The Wildcats were 7-3 and had a legitimate shot of reaching a second straight January bowl.
However, quarterback Dan Persa, the architect of the comeback, was nowhere to be found.
Persa ruptured his Achilles' tendon after throwing the go-ahead touchdown against the Hawkeyes late in the fourth quarter, ending his season, and in the process, ending Northwestern's as well.
After the Iowa game, NU suffered two embarrassing losses in a row, giving up 330 rushing yards to Illinois running back Mikel LeShoure in a 48-27 loss to the Illini, losing 70-23 to Wisconsin in Madison, and losing to Texas Tech in the TicketCity Bowl despite a valiant comeback.
Persa's absence was certainly felt on offense, as the Wildcat quarterbacks combined for six interceptions in the final three games. However, the defense is really what killed Northwestern down the stretch.
Persa was instrumental in the defense's success, sustaining long drives and always putting the opposing offense in bad field position. He made the defense look much better than it was, something Evan Watkins and Kain Colter couldn't do, and proved just how valuable he is to, not only the offense, but to Northwestern's entire squad.
With Persa, Northwestern can play with anyone. Without him, the Wildcats are a subpar Big Ten team.
The Big Ten coaches recognized his value, voting him first team All-Big Ten, despite his missing the final two games of the regular season.

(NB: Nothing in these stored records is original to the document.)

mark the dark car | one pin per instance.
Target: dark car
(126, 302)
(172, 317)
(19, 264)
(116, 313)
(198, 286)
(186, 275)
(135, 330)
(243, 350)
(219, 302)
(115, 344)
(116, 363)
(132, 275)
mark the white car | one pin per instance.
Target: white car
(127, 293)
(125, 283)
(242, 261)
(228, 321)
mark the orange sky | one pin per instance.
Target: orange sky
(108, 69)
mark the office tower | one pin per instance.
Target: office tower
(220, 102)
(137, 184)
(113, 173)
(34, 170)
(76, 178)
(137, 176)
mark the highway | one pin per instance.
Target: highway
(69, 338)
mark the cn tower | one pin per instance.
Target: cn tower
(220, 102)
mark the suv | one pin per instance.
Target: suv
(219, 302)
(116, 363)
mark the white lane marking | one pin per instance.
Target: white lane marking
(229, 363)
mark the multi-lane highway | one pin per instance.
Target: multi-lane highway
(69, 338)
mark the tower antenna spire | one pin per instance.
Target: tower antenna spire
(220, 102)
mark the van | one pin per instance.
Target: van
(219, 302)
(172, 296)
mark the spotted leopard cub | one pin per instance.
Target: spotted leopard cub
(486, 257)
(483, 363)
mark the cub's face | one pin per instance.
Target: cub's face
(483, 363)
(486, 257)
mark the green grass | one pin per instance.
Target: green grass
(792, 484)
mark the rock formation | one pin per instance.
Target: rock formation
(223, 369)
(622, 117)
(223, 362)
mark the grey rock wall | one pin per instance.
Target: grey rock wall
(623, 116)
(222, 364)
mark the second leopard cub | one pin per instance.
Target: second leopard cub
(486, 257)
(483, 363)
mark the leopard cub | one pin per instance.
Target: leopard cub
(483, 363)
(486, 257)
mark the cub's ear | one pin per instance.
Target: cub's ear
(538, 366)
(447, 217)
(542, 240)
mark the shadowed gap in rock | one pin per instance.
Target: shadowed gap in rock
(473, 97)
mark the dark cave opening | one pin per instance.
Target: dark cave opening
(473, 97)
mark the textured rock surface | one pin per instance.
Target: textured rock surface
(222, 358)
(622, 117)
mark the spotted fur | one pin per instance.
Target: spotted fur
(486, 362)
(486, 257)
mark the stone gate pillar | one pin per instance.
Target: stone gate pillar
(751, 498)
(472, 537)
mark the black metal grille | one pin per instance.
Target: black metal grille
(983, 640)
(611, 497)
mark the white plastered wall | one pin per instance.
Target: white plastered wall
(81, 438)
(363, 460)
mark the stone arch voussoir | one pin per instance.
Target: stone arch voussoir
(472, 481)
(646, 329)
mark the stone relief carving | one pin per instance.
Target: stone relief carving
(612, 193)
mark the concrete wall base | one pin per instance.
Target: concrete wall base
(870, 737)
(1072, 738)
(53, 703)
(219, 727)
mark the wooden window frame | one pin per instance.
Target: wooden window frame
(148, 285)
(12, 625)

We've always been taught the classic line that one person doesn't make a football team. However, Northwestern seems to defy the rule.
It's not so much that Persa is the only player on the field who performs well. But his presence certainly brings out the best in every other player on the field, even the NU defense.
Now that this season has come to a close, perhaps a bit earlier than the Wildcats had planned, the focus is on next year and the possibilities in a new Big Ten.
Northwestern will be a member of the Legends Division, and with Persa back for his senior season, a trip to Indianapolis for the inaugural Big Ten Championship game is certainly in the realm of possibility.
The offense will remain almost entirely intact and Persa will keep first team All-Big Ten receiver Jeremy Ebert. On defense, the secondary, arguably NU's weakest unit in 2010, will return three of four starters. And in a league that loses loads of talent in 2011, Northwestern will be reloading.
In short, Northwestern has a very legitimate shot at winning a Big Ten Championship in 2011.
The experience retuning and the favorable schedule definitely are pluses, but Dan Persa's presence is the main reason that the Wildcats are even in championship discussion. The Big Ten's most versatile quarterback will be back with a vengeance in 2011 faced with a daunting task; make this team championship good. But if 2010 was any indication, Dan Persa will be up to the challenge.